Painful twist for weed warrior

SES, CFA and Melbourne Water members all worked to get the man back to the roadside. Picture: CONTRIBUTED

By JESSE GRAHAM

A MELBOURNE Water employee is nursing a twisted ankle, after an incident early Monday that saw four emergency services crews rescue him from the bush.

SES and CFA crews were called out an area in Fernshaw, near the Black Spur, at 10.32am on Monday 1 February, after it was reported that a Melbourne Water employee slipped and twisted an ankle in dense bushland.

Healesville and Upper Yarra SES and Healesville and Badger Creek CFA crews came out to the area, and worked with the man’s co-workers to find and recover him from down in the bush.

Healesville SES Controller Geoff Stott said the man was part of a group searching for noxious weeds in the forest, and that the dirt had been loose and uneven following the storms and rain that hit the area in previous days.

“It was very steep – there was no pathway,” he said.

“It would have been easy to put your foot down an animal hole.

“We had to basically make our own pathway through the jungle.”
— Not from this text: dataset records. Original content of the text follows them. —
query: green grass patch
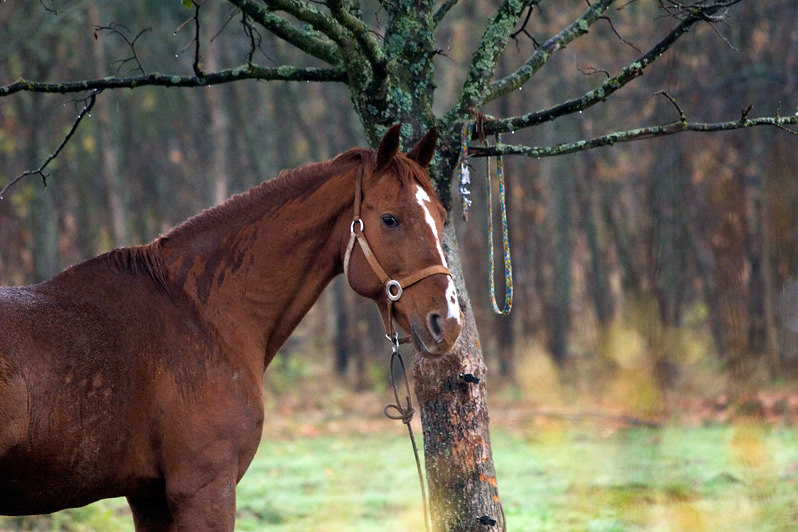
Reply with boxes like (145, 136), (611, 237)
(0, 423), (798, 532)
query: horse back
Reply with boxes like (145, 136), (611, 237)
(0, 259), (222, 514)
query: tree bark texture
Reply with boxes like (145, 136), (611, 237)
(413, 225), (504, 532)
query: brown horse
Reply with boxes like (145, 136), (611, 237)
(0, 126), (461, 531)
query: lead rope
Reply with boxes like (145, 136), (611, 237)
(458, 120), (513, 316)
(383, 333), (430, 532)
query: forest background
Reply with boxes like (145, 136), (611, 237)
(0, 1), (798, 409)
(0, 0), (798, 528)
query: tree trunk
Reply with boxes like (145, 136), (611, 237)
(413, 224), (504, 532)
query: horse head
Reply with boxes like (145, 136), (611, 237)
(344, 125), (462, 357)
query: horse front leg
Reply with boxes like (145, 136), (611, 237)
(127, 496), (177, 532)
(166, 470), (236, 532)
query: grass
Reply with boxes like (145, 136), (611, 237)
(0, 418), (798, 532)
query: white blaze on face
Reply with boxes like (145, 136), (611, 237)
(415, 184), (460, 323)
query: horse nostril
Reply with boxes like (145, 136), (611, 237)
(427, 313), (443, 343)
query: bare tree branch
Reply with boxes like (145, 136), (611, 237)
(450, 0), (540, 120)
(432, 0), (458, 28)
(266, 0), (349, 50)
(94, 22), (152, 75)
(228, 0), (341, 65)
(0, 65), (346, 97)
(0, 89), (101, 200)
(468, 111), (798, 158)
(485, 2), (728, 134)
(328, 0), (385, 71)
(484, 0), (615, 103)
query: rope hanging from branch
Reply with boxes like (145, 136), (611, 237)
(457, 118), (513, 316)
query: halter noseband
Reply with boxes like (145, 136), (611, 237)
(344, 164), (452, 347)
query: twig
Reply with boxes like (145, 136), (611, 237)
(510, 4), (540, 50)
(654, 91), (688, 124)
(599, 16), (643, 54)
(94, 22), (152, 75)
(0, 89), (101, 200)
(191, 0), (204, 78)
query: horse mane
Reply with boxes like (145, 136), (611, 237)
(101, 144), (444, 292)
(101, 148), (372, 292)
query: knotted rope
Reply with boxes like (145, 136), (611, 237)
(457, 114), (513, 316)
(383, 335), (430, 532)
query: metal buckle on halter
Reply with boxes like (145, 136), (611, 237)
(385, 279), (404, 301)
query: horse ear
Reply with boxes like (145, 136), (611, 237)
(407, 127), (438, 168)
(377, 124), (402, 170)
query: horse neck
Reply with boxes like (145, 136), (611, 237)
(157, 158), (357, 372)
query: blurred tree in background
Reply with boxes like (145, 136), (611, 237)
(0, 0), (798, 532)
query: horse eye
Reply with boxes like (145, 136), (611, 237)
(382, 214), (399, 228)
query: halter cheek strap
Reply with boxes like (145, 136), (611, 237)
(344, 165), (452, 344)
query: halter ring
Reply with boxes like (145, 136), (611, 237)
(385, 279), (403, 301)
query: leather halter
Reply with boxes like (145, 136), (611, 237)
(344, 165), (452, 347)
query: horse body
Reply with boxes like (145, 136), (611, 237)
(0, 130), (460, 530)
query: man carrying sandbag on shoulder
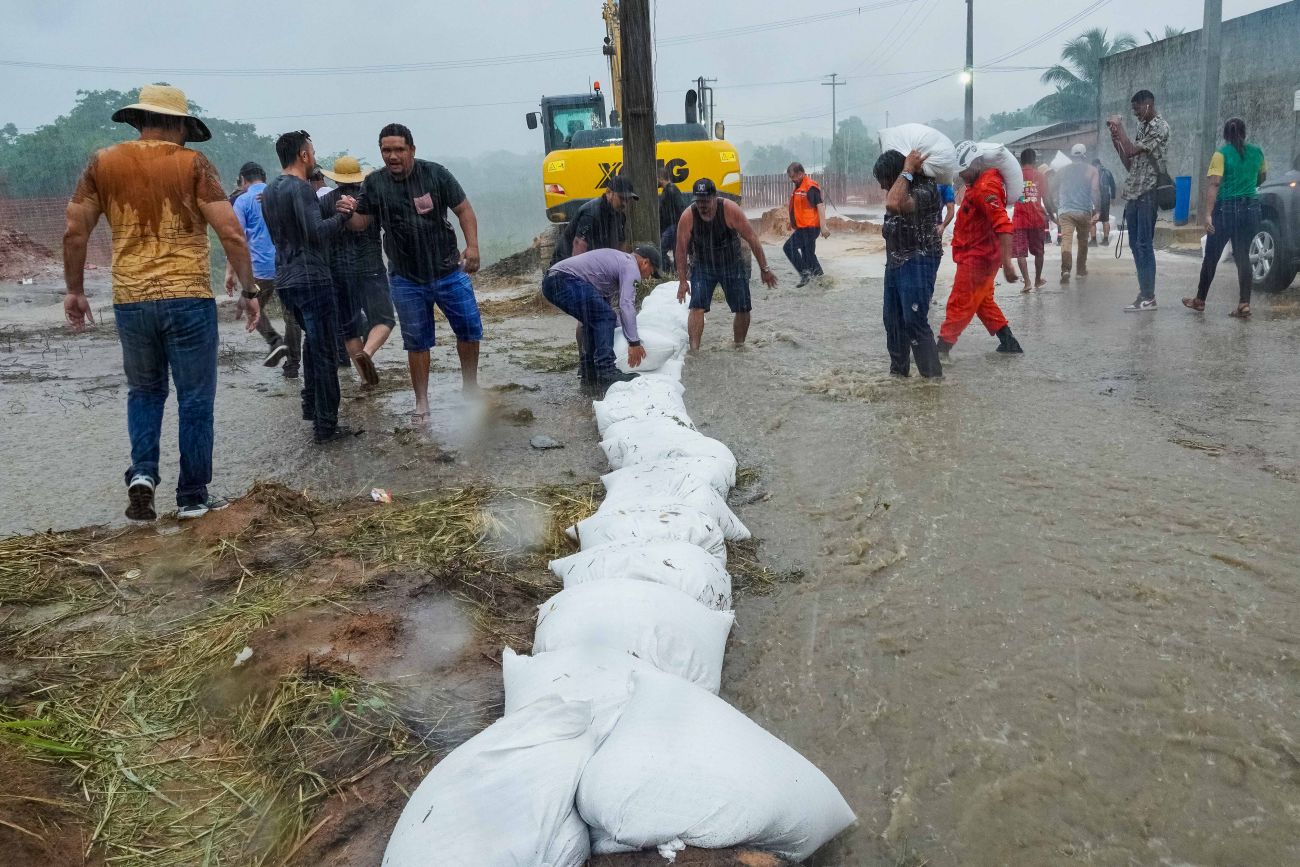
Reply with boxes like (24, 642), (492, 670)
(542, 244), (662, 394)
(939, 142), (1024, 361)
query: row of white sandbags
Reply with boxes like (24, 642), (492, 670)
(385, 285), (853, 867)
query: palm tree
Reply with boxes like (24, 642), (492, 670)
(1143, 25), (1187, 43)
(1034, 27), (1138, 121)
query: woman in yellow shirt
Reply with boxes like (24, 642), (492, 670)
(1183, 117), (1269, 318)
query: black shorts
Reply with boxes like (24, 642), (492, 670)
(334, 272), (398, 341)
(690, 263), (753, 313)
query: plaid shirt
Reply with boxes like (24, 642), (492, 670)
(880, 174), (944, 268)
(1125, 114), (1169, 201)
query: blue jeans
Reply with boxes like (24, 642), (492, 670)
(280, 283), (339, 437)
(113, 298), (218, 506)
(781, 226), (823, 277)
(1196, 196), (1260, 304)
(1125, 190), (1156, 299)
(884, 256), (943, 377)
(542, 272), (619, 378)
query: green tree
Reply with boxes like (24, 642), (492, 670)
(975, 105), (1043, 139)
(827, 116), (880, 183)
(1034, 27), (1138, 121)
(0, 90), (280, 198)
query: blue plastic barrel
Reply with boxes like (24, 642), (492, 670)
(1174, 174), (1192, 226)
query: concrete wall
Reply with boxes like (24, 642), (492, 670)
(1099, 0), (1300, 211)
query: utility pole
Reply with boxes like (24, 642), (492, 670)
(822, 73), (848, 200)
(962, 0), (975, 140)
(619, 0), (659, 247)
(1190, 0), (1223, 221)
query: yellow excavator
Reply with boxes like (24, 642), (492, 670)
(525, 0), (741, 222)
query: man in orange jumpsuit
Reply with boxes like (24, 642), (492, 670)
(939, 142), (1024, 360)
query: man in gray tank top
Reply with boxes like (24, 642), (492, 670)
(676, 178), (776, 352)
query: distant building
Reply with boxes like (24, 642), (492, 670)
(984, 121), (1110, 162)
(1099, 0), (1300, 207)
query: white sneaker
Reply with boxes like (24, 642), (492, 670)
(126, 473), (159, 521)
(176, 494), (230, 521)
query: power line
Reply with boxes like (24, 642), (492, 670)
(0, 0), (915, 78)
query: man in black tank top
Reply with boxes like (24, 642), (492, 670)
(676, 178), (776, 352)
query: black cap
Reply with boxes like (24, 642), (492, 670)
(606, 174), (641, 199)
(690, 178), (718, 199)
(632, 244), (663, 277)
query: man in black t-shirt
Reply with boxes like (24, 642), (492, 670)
(551, 174), (641, 265)
(874, 151), (944, 378)
(261, 130), (359, 443)
(348, 123), (484, 424)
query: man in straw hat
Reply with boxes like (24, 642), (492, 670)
(64, 84), (260, 521)
(321, 155), (397, 386)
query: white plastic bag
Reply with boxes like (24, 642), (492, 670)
(957, 142), (1024, 205)
(550, 538), (732, 611)
(501, 646), (655, 745)
(880, 123), (957, 183)
(564, 503), (727, 568)
(533, 578), (735, 693)
(577, 672), (854, 862)
(601, 467), (750, 542)
(601, 419), (736, 486)
(384, 696), (595, 867)
(614, 320), (686, 373)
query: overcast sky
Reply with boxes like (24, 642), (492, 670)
(0, 0), (1279, 162)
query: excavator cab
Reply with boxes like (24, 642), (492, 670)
(525, 91), (608, 153)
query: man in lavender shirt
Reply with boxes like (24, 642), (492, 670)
(542, 244), (660, 395)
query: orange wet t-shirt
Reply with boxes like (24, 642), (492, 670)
(953, 169), (1013, 266)
(73, 140), (226, 304)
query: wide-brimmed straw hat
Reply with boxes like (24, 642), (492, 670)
(321, 156), (373, 183)
(113, 84), (212, 142)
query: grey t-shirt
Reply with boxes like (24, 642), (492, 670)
(1053, 162), (1100, 213)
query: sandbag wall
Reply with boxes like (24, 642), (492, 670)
(384, 283), (854, 867)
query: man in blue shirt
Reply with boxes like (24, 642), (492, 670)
(226, 162), (303, 380)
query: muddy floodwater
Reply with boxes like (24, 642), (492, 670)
(0, 235), (1300, 867)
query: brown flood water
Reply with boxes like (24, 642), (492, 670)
(685, 240), (1300, 866)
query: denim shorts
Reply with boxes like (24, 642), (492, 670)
(389, 270), (484, 352)
(690, 265), (753, 313)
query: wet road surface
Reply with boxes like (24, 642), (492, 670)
(685, 242), (1300, 866)
(0, 235), (1300, 866)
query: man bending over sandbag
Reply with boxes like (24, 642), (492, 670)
(939, 142), (1024, 361)
(542, 244), (660, 394)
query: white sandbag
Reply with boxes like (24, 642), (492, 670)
(592, 377), (696, 435)
(601, 467), (750, 542)
(384, 696), (595, 867)
(601, 419), (736, 486)
(957, 142), (1024, 205)
(880, 123), (957, 183)
(614, 320), (686, 373)
(550, 535), (732, 611)
(501, 646), (655, 745)
(624, 456), (736, 497)
(564, 503), (727, 567)
(577, 672), (855, 862)
(533, 578), (735, 693)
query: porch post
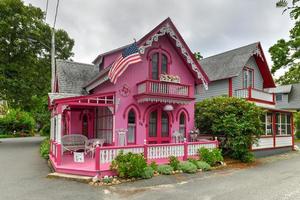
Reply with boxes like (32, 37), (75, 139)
(144, 140), (148, 161)
(95, 146), (100, 171)
(183, 138), (188, 160)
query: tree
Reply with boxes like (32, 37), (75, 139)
(269, 0), (300, 84)
(0, 0), (74, 130)
(195, 97), (264, 162)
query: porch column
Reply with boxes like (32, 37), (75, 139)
(56, 114), (62, 143)
(50, 117), (54, 140)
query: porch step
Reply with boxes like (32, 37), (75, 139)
(47, 172), (92, 183)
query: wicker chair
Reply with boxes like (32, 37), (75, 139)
(61, 134), (88, 152)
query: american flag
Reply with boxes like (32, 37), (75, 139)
(108, 43), (142, 84)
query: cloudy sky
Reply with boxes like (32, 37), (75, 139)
(25, 0), (292, 76)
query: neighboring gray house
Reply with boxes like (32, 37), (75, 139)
(266, 83), (300, 111)
(196, 42), (294, 155)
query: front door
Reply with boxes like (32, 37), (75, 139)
(148, 109), (170, 144)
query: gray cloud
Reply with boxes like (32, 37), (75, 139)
(25, 0), (292, 72)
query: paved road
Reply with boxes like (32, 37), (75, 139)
(0, 137), (300, 200)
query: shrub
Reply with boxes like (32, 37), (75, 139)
(179, 162), (197, 174)
(142, 166), (154, 179)
(150, 161), (158, 171)
(198, 147), (223, 166)
(196, 161), (211, 171)
(40, 138), (50, 160)
(0, 109), (35, 135)
(188, 158), (211, 171)
(110, 151), (147, 178)
(157, 165), (174, 175)
(169, 156), (180, 170)
(241, 152), (255, 163)
(195, 97), (264, 160)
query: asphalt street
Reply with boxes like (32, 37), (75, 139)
(0, 137), (300, 200)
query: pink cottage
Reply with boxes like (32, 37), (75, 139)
(49, 18), (217, 176)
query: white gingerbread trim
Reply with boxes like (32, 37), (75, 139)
(139, 23), (208, 90)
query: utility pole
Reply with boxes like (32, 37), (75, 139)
(51, 0), (59, 92)
(51, 27), (56, 92)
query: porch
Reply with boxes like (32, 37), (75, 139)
(49, 139), (218, 176)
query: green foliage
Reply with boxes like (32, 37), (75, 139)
(0, 109), (35, 135)
(0, 0), (74, 127)
(142, 166), (154, 179)
(179, 161), (197, 174)
(240, 152), (255, 163)
(150, 161), (158, 171)
(157, 165), (174, 175)
(102, 176), (113, 183)
(196, 161), (211, 171)
(169, 156), (180, 170)
(110, 151), (147, 178)
(294, 112), (300, 139)
(198, 147), (223, 166)
(195, 97), (264, 164)
(269, 0), (300, 84)
(188, 158), (211, 171)
(40, 138), (50, 160)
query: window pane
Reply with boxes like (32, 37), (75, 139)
(161, 111), (169, 137)
(266, 113), (273, 135)
(276, 94), (282, 101)
(128, 110), (135, 124)
(243, 70), (248, 88)
(149, 111), (157, 137)
(161, 54), (168, 74)
(179, 113), (185, 125)
(152, 53), (158, 80)
(248, 70), (253, 87)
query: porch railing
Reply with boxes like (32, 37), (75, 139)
(95, 140), (218, 170)
(137, 80), (190, 97)
(235, 87), (275, 104)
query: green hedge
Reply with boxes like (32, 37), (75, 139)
(195, 97), (264, 162)
(40, 138), (50, 159)
(0, 109), (35, 136)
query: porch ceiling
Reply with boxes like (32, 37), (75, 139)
(135, 95), (195, 104)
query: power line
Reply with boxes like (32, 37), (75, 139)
(45, 0), (49, 21)
(53, 0), (59, 29)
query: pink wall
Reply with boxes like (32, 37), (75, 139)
(94, 36), (195, 144)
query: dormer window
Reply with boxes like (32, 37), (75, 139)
(243, 68), (254, 88)
(150, 51), (169, 80)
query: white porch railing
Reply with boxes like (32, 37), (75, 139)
(234, 88), (274, 103)
(95, 141), (218, 170)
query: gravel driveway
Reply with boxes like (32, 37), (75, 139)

SES, CFA and Melbourne Water members all worked to get the man back to the roadside. Picture: CONTRIBUTED
SES, CFA and Melbourne Water members all worked to get the man back to the roadside. Picture: CONTRIBUTED

 

Once they’d strapped the man into a rescue basket, the workers took turns in carrying him through the bush and out to a waiting ambulance, which took him to Maroondah Hospital.

Mr Stott, who stopped by the Mail office with SES members Maria Lastra and Andrew Worley after the incident, said the man was in “high spirits” through the rescue.

A Melbourne Water spokesperson confirmed that the man was nursing a twisted ankle – not a broken bone – and that he was taken to hospital as a precaution.